Le destrier transpercé de trois coups de lance tombe mort; mais le brave Zerbin est aussitôt sur pied et se précipite, pour venger son cheval, vers ceux qui le lui ont tué. Il rejoint tout d’abord Mosco, qui est le plus près de lui et qui croit le faire prisonnier; il le frappe d’un coup de pointe, lui transperce le flanc, et le jette hors de selle, pâle et glacé.

Chelinde, voyant que son frère lui est ravi, accourt plein de fureur sur Zerbin, espérant le renverser sous le choc; mais celui-ci saisit le coursier par le frein, et le renverse à terre, d’où il ne se relève pas; il ne mangera plus désormais ni avoine ni foin. Zerbin a frappé si fort que, du même coup de taille, il a occis le cheval et le maître.
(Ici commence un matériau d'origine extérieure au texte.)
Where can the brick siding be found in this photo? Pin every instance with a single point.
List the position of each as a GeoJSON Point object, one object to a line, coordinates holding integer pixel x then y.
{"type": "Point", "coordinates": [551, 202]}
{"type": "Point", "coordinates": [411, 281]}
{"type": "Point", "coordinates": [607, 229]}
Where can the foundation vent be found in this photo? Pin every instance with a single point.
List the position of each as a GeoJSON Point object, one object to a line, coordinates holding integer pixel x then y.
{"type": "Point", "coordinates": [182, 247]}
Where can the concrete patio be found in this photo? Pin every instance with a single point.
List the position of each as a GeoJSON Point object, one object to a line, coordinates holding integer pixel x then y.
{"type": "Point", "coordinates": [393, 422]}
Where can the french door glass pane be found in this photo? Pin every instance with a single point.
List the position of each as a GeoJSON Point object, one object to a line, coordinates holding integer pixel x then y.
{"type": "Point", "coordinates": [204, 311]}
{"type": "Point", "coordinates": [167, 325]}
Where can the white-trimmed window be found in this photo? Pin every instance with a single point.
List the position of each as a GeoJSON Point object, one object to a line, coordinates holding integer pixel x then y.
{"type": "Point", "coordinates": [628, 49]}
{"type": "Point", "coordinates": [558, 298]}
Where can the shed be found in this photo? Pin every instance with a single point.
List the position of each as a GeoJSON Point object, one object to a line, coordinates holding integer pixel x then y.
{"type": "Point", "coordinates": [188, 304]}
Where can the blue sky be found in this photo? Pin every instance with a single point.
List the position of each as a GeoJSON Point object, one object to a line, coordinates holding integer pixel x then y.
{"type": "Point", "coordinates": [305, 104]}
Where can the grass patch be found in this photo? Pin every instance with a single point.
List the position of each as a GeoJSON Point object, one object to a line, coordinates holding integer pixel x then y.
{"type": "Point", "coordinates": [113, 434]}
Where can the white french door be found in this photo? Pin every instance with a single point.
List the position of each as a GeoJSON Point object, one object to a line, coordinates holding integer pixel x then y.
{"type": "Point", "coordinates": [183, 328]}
Calamidor, effrayé de ce qu’il vient de voir, tourne bride pour fuir en toute hâte; mais Zerbin lui porte un coup par derrière, en disant: «Traître; attends, attends!» Le coup ne porte pas aussi loin que Zerbin l’espérait à cause de la distance. Il ne peut atteindre le cavalier, mais il frappe le destrier sur la croupe, et le jette à terre.

Son maître abandonne le cheval, et cherche à s’échapper en se traînant sur les pieds et sur les mains; mais cela lui réussit peu. Le duc de Trason passe par hasard sur lui et l’écrase sous le poids. Ariodant et Lurcanio accourent à l’endroit où Zerbin est entouré d’une foule d’ennemis. Ils amènent avec eux d’autres chevaliers qui prêtent leur aide à Zerbin, jusqu’à ce qu’il ait pu remonter à cheval.

Ariodant faisait tournoyer son glaive, et Artalique et Margan s’en aperçurent trop bien. Étéarque et Casimir sentirent encore davantage la puissance de son bras. Les deux premiers s’enfuirent blessés; les deux autres restèrent morts sur place. Lurcanio montre sa force; il frappe, heurte, renverse et tue.

Ne croyez pas, seigneur, que dans la plaine le combat soit moins acharné que près du fleuve, ni que l’armée conduite par le brave duc de Lancastre reste en arrière. Ses troupes attaquent les Espagnols, et de part et d’autre la lutte est pareille; fantassins, cavaliers et capitaines savent des deux côtés se servir de leurs mains.

En première ligne viennent Oldrade et Fiéramont; l’un est duc de Glocester, l’autre duc d’York. Avec eux est Richard, comte de Warwick, et l’audacieux Henri, duc de Clarence. Ils ont pour adversaires Mataliste, Follicon, Baricondo et leur suite. Le premier possède Alméria, le second tient Grenade, et Baricondo est maître de Majorque.